The building was a modern structure with cathedral ceilings and a swimming pool surrounded by glass sliders and a beam ceiling similar to my own home. My first comment from the outside was that it resembled a beautiful large house that would fit nicely on the North Fork.

An additional benefit was that there were many young people both employed at and utilizing the facilities.

If you were opposed I hope you’ll reconsider after reading this letter. We had a totally positive experience that could easily be replicated in my backyard.

Gail Berkes Starkie


A critical resource

Thank you for the wonderful obituary you published on the recent passing of my mother, Anna Lou Dehavenon.

I would like to expand on the role San Simeon by the Sound Center for Nursing and Rehabilitation played in making a very difficult year such a good one for my mother and our family.

From the treatment she received on admission to hospice care in the last days of her life, the quality, professionalism, dedication and genuine affection with which the San Simeon staff treated her provided the security and stability that allowed her to truly enjoy the end of her life, and for her friends and family to enjoy her for one more very valuable year.

My family and I have lived in Greenport for over 30 years, but it was not until we needed San Simeon that we came to appreciate what a critical resource it is for the community.

On behalf of my family, I thank the people at San Simeon for what they did for my mother, and for us.

David Kapell


They misinterpreted

While away on a short trip I understand there was a statement by Mayor David Nyce accepting my resignation from the Village Planning Board saying I was “leaving town.”

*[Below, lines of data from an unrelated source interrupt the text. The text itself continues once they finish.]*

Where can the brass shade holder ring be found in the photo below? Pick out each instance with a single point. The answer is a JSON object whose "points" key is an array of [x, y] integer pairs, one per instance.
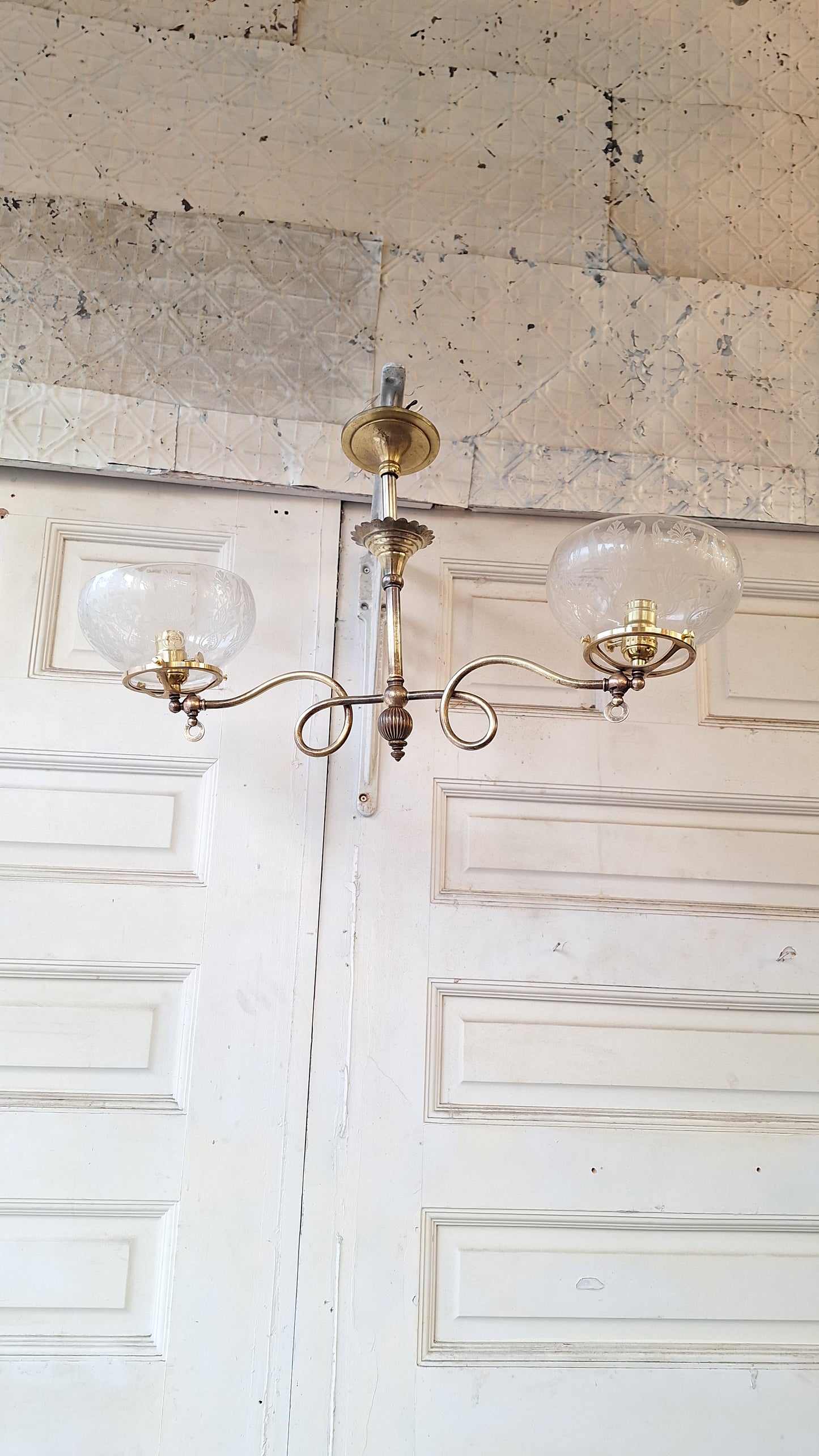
{"points": [[680, 653], [171, 679]]}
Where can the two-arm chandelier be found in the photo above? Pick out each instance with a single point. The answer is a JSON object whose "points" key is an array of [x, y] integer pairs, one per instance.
{"points": [[639, 593]]}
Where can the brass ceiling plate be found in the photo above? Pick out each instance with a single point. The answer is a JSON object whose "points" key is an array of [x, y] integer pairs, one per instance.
{"points": [[386, 436]]}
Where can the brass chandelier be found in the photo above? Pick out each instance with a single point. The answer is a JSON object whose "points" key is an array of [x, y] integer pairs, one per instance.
{"points": [[639, 595]]}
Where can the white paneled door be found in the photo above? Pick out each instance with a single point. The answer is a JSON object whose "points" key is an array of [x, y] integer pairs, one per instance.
{"points": [[158, 929], [562, 1186]]}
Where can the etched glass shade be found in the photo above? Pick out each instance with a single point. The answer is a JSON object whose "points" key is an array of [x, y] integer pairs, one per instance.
{"points": [[690, 570], [124, 611]]}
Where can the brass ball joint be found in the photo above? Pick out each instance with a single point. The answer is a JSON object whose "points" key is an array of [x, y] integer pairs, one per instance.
{"points": [[681, 574]]}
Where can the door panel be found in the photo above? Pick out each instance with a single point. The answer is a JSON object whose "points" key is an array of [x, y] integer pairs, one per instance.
{"points": [[566, 1011], [158, 925]]}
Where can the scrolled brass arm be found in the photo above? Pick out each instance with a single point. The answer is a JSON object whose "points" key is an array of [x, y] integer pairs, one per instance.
{"points": [[450, 693], [194, 705]]}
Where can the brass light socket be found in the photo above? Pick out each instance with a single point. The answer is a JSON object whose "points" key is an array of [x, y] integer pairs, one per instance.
{"points": [[642, 621]]}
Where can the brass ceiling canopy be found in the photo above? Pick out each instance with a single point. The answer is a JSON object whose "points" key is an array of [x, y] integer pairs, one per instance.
{"points": [[635, 591], [391, 442]]}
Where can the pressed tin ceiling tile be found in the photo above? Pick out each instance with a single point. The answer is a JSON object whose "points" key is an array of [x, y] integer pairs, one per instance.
{"points": [[85, 429], [607, 362], [716, 193], [511, 477], [448, 159], [248, 18], [213, 312], [761, 54]]}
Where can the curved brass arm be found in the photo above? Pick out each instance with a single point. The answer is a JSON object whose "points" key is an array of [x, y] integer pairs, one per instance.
{"points": [[194, 705], [450, 692]]}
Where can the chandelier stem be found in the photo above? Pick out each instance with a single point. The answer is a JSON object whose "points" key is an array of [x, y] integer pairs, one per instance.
{"points": [[384, 490], [394, 642]]}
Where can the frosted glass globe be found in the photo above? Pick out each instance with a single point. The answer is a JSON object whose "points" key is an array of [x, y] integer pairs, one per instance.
{"points": [[124, 611], [690, 570]]}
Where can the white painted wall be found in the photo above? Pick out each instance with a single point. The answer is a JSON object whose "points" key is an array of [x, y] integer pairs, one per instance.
{"points": [[158, 929]]}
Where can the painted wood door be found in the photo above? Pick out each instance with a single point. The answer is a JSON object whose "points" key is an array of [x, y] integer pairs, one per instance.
{"points": [[562, 1183], [158, 912]]}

My letter to the mayor and Village Board was apparently misinterpreted. My stated reason for resigning was to have “the ability to travel more often and visit our children and grandchildren on the West Coast, as a new grandson will be arriving this July.”

But an interesting result happened, besides panicking a good friend and neighbor who thought we’d make these kind of plans without letting her know, frequent local customers of my business, Winter Harbor Gallery & Frame Works, rushed in to buy things they had wanted before I closed and moved.

The flurry of income after a quiet winter was a nice surprise, but I’m not closing. Yes, the gallery is for sale, for the same reasons, but I’ve just made arrangements to renew the lease.

Please shop locally and keep the places you like alive and well.